Forensic people couldn't get the DNA testing right in the O.J. Simpson murder trial in the United States and that was a tad more recent.

Now we can date the remains of someone who might be 60,000 years old. What's more, they'd be able to tell where his iron ball was made had he had an iron ball.

When I was a boy, our school history books weren't the only books that, I know now with the benefit of hindsight, were clearly deficient.

Our science books made no mention of DNA testing for age either.

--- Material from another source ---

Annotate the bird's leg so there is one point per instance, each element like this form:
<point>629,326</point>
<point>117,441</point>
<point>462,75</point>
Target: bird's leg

Had the technology existed, I am sure we would have tried to extract a DNA sample from one of our classmates, a big, dumb kid we called Man Drongo, to see how old he really was.

Man Drongo claimed to be the same age as us but looked much older and we suspected he had been kept back because of poor grades at least nine times.

We learnt the hard way that you never mixed Bunsen burners, combustible chemicals and Man Drongo together.

He never did seem to get the hang of arithmetic either.

The poor clod just could not add up.

He kept forgetting to carry the one, and consequently ended up with outrageously high figures for fairly low equations.

I sometimes wonder what happened to Man Drongo.

In our final year of high school we voted him the Boy Most Likely To Become a Rugby League Player or a Grave Digger.

Someone said recently, however, he had kicked on to become a scientist.

No kidding, I said!

That couldn't be right?

"Yes it is," said my informant. "Here in Canberra, too."

What would the odds of that be, eh? 60,000 to one?

If you'd bet on that, you'd probably still be stupid enough to believe the British were the first people to settle in Australia.